🔍 Code Extractor

function search_documents_v1

Maturity: 61

Searches for controlled documents in a Neo4j graph database based on multiple optional filter criteria including text query, document type, department, status, and owner.

File:
/tf/active/vicechatdev/CDocs/controllers/document_controller.py
Lines:
489 - 583
Complexity:
moderate

Purpose

This function provides a flexible search interface for retrieving controlled documents from a Neo4j database. It dynamically constructs Cypher queries based on provided filter parameters, supports text search across title and description fields, and returns matching documents sorted by creation date. The function is designed for document management systems where users need to find documents based on various metadata attributes.

Source Code

def search_documents(query=None, doc_type=None, department=None, status=None, owner=None, limit=100, user=None):
    """
    Search for documents based on criteria.
    
    Parameters
    ----------
    query : str, optional
        Text search query
    doc_type : str, optional
        Document type to filter by
    department : str, optional
        Department to filter by
    status : str, optional
        Status to filter by
    owner : str, optional
        Owner UID to filter by
    limit : int, optional
        Maximum number of results to return
    user : DocUser, optional
        The current user (for permission filtering)
        
    Returns
    -------
    List[Dict[str, Any]]
        List of document dictionaries matching the search criteria
    """
    try:
        from CDocs.db import db_operations
        
        logger.info("Controller action: search_documents")
        
        # Build the Cypher query
        cypher_query = """
        MATCH (d:ControlledDocument)
        """
        
        # Add optional filters
        where_clauses = []
        params = {}
        
        if query:
            where_clauses.append("(d.title CONTAINS $query OR d.description CONTAINS $query)")
            params["query"] = query
        
        if doc_type:
            where_clauses.append("d.doc_type = $doc_type")
            params["doc_type"] = doc_type
        
        if department:
            where_clauses.append("d.department = $department")
            params["department"] = department
        
        if status:
            where_clauses.append("d.status = $status")
            params["status"] = status
        
        if owner:
            where_clauses.append("d.owner_id = $owner")
            params["owner"] = owner
        
        # Add WHERE clause if we have any conditions
        if where_clauses:
            cypher_query += "WHERE " + " AND ".join(where_clauses)
        
        # Add permission filtering if user is provided
        # This is commented out for now as it depends on schema details
        # if user and hasattr(user, 'uid') and user.role != 'ADMIN':
        #    # Only add more WHERE conditions if we already have some
        #    connector = "AND" if where_clauses else "WHERE"
        #    cypher_query += f" {connector} (d.owner_id = $user_id OR d.is_public = true)"
        #    params["user_id"] = user.uid
        
        # Add RETURN clause with LIMIT
        cypher_query += f"""
        RETURN d 
        ORDER BY d.created_date DESC
        LIMIT {int(limit)}
        """
        
        # Execute query
        result = db_operations.run_query(cypher_query, params)
        
        # Process results into a list of document dictionaries
        documents = []
        if result:
            for record in result:
                if 'd' in record:
                    document = dict(record['d'])
                    documents.append(document)
        
        return documents
        
    except Exception as e:
        logger.error(f"Error in controller action search_documents: {e}")
        raise e

Parameters

Name Type Default Kind
query - None positional_or_keyword
doc_type - None positional_or_keyword
department - None positional_or_keyword
status - None positional_or_keyword
owner - None positional_or_keyword
limit - 100 positional_or_keyword
user - None positional_or_keyword

Parameter Details

query: Optional text string to search within document titles and descriptions using CONTAINS matching. Case-sensitive partial text matching is performed.

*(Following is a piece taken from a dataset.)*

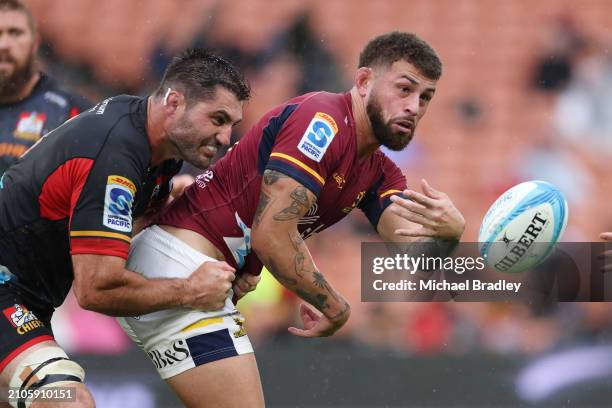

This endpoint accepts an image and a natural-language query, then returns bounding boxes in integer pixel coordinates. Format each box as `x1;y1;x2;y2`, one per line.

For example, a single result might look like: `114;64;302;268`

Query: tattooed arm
251;170;350;337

doc_type: Optional string to filter documents by their type (e.g., 'Policy', 'Procedure', 'Work Instruction'). Must match the doc_type property exactly.

department: Optional string to filter documents by department ownership. Must match the department property exactly.

status: Optional string to filter documents by their current status (e.g., 'DRAFT', 'PUBLISHED', 'ARCHIVED'). Must match the status property exactly.

owner: Optional string representing the owner's UID to filter documents by ownership. Must match the owner_id property exactly.

limit: Integer specifying the maximum number of results to return. Defaults to 100. Must be a positive integer.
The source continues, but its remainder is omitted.